13 KiB
Historic change log for PowerSTIG
The release notes in the PowerShell Module manifest cannot exceed 10000 characters. Due to a bug in the CI deploy pipeline this is not handled. This file is to temporary move the older change log history to keep the change log short.
[3.3.0] - 2019-08-12
UPDATES
- Fixed #419: PowerStig is creating resource xSSLSettings with the wrong value for Name.

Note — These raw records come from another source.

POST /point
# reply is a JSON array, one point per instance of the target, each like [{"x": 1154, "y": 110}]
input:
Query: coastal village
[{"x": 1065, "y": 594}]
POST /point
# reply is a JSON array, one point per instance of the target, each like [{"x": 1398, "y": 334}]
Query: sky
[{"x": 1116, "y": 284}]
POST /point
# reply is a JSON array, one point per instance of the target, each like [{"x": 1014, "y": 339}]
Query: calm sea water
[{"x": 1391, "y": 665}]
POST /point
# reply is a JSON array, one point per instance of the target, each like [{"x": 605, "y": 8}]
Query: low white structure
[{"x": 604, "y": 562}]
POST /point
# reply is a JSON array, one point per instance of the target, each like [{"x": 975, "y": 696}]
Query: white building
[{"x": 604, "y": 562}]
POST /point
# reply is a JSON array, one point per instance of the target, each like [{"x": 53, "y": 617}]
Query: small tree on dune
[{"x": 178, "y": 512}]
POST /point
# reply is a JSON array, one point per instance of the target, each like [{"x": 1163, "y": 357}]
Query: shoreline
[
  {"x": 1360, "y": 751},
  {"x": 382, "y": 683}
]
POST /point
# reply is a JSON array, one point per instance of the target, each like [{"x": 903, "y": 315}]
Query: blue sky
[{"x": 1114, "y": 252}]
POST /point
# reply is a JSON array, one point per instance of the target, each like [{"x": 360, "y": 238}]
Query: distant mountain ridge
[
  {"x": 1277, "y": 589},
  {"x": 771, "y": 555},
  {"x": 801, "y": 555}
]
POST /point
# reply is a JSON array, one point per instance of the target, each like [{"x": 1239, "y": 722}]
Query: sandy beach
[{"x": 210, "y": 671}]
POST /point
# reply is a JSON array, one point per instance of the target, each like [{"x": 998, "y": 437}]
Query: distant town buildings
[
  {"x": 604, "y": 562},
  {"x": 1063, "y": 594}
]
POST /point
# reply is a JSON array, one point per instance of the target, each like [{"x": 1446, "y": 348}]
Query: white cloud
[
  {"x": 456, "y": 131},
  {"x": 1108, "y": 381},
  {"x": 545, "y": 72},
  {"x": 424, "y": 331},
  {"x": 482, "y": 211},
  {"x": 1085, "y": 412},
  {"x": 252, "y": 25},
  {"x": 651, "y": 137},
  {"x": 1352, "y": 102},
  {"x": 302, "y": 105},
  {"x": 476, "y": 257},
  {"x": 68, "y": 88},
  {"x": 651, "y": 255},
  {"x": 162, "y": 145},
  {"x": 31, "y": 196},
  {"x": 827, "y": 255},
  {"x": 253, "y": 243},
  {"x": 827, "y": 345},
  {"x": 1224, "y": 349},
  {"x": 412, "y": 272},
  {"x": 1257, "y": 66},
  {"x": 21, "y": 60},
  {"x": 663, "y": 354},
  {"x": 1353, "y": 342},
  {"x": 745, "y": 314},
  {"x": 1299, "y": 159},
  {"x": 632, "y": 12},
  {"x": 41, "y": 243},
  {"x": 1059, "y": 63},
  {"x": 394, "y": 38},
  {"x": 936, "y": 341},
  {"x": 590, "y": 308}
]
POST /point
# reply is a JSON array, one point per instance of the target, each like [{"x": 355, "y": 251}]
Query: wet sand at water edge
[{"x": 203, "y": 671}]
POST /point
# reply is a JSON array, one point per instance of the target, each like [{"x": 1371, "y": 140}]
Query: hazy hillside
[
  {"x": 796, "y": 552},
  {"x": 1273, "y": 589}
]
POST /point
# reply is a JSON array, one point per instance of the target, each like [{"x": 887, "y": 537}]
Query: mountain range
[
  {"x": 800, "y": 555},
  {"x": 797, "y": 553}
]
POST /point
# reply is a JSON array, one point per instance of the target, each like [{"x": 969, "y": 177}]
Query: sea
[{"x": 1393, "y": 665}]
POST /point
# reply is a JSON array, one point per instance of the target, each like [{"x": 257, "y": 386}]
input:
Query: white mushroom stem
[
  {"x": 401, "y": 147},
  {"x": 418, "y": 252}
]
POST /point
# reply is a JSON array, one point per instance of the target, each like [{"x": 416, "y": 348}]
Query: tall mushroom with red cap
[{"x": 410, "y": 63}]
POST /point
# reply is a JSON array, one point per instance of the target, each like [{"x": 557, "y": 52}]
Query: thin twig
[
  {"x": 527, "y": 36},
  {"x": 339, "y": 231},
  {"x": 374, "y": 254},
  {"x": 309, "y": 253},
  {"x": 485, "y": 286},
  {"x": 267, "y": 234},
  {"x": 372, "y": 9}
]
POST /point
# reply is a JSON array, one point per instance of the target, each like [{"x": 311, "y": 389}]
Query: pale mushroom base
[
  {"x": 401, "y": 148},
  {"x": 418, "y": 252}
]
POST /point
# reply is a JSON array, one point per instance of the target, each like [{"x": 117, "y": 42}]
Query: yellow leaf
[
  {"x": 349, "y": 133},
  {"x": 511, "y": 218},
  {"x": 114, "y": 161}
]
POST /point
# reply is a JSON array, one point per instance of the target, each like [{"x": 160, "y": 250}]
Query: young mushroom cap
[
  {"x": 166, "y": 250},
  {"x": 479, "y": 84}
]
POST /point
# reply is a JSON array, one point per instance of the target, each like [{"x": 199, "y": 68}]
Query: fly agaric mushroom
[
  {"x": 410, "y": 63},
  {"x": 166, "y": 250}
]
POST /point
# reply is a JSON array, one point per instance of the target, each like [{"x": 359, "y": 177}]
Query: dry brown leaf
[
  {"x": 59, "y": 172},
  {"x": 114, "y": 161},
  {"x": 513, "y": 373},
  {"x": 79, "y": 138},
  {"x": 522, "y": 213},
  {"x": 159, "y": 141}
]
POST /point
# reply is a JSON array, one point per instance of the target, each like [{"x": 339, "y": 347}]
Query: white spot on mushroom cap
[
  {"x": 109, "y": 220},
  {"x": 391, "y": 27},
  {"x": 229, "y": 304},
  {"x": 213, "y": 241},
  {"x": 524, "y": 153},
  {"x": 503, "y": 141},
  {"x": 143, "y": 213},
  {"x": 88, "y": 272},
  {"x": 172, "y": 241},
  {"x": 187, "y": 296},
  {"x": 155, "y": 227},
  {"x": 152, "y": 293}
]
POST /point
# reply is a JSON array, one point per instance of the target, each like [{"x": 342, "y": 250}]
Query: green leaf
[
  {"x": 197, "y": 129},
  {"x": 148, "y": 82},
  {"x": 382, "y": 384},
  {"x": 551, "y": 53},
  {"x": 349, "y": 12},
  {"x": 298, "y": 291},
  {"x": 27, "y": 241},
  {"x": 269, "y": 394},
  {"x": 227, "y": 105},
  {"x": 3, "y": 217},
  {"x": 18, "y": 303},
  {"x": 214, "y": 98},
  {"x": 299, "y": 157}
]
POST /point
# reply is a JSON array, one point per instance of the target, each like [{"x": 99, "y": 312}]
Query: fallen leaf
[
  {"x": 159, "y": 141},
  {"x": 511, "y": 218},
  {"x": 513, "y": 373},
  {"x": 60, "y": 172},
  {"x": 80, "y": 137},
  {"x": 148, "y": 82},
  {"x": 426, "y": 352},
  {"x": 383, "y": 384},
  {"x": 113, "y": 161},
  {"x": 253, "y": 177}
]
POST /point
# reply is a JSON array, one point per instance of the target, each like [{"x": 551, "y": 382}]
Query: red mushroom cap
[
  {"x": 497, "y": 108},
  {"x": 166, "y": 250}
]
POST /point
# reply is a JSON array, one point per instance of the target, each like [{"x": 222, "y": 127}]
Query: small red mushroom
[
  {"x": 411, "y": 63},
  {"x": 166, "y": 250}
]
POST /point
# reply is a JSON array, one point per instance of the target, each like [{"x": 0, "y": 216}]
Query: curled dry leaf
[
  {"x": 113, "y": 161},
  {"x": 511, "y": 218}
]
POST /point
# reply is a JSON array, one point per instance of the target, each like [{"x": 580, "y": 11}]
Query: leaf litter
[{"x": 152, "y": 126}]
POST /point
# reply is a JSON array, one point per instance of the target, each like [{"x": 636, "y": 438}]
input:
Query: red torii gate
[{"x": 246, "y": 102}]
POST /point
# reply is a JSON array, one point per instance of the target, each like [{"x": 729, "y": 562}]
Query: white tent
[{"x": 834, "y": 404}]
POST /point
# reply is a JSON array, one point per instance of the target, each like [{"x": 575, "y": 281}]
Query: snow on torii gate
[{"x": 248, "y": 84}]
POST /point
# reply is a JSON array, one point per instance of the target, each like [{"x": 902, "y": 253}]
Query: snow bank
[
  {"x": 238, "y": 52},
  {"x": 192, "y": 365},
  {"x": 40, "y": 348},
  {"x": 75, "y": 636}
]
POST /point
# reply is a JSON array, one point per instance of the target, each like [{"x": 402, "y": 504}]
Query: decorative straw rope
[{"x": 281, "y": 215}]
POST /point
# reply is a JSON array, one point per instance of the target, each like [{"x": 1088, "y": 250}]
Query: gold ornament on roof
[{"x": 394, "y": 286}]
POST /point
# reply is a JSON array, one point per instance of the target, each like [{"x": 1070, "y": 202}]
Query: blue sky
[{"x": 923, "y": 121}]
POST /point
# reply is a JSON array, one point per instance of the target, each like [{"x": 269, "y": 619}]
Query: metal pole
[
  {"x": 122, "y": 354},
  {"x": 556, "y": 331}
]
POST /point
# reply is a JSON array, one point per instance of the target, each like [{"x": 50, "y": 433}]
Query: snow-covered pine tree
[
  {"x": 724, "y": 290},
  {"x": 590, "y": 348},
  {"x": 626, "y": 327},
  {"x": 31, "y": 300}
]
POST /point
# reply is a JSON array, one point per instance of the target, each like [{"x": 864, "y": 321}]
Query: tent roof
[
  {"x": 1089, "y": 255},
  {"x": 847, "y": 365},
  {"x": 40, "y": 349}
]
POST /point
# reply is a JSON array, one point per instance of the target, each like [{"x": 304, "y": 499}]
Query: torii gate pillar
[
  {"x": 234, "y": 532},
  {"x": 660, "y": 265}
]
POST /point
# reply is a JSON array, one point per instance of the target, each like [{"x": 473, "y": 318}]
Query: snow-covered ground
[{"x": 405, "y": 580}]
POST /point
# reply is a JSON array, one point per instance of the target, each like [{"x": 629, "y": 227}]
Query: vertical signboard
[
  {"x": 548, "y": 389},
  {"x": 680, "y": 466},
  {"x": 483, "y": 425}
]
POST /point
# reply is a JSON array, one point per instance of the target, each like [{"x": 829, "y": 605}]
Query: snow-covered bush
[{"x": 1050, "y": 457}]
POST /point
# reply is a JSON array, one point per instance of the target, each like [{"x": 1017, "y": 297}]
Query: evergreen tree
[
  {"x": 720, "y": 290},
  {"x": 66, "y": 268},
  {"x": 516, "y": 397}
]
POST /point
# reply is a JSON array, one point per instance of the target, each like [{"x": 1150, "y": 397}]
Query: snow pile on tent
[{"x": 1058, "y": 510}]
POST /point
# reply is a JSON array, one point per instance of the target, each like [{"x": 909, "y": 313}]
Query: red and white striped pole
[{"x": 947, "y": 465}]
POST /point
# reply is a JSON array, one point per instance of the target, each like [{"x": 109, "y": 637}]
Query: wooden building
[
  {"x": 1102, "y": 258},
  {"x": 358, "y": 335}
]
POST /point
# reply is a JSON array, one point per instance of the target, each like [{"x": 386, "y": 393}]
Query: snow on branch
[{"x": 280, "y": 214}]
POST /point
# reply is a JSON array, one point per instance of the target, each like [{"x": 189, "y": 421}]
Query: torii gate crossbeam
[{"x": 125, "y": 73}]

- Updated PowerSTIG to leverage AuditSetting instead of the Script resource. Additionally renamed WmiRule to AuditSettingRule #431
Added the following STIG
- Added support for Windows 10, Version 1, Release 17 #442
- Added support for Windows Defender, Version 1, Release 5 #393
- Added support for Internet Explorer 11 Version 1, Release 17 #422
- Added support for Server 2016 STIG, Version 1, Release 8 #418
[3.2.0] - 2019-05-24
- Added support for IIS 8.5 Server STIG, Version 1, Release 7 #399
- Fixed #373: Registry resource does not handle null values for ValueData contained in Processed STIGs
- Fixed #376: SQL STIG Rules V-41021 (Instance STIG) and V-41402 (Database STIG) fail to apply when applying to a SQL instance that is NOT name the default (MSSQLSERVER).
- Fixed #377: SQL Instance Rule V-40936 fails when Set-TargertResource is ran
- Fixed #280: HKEY_CURRENT_USER is not needed with the cAdministrativeTemplateSetting composite resource. (Regression Issue)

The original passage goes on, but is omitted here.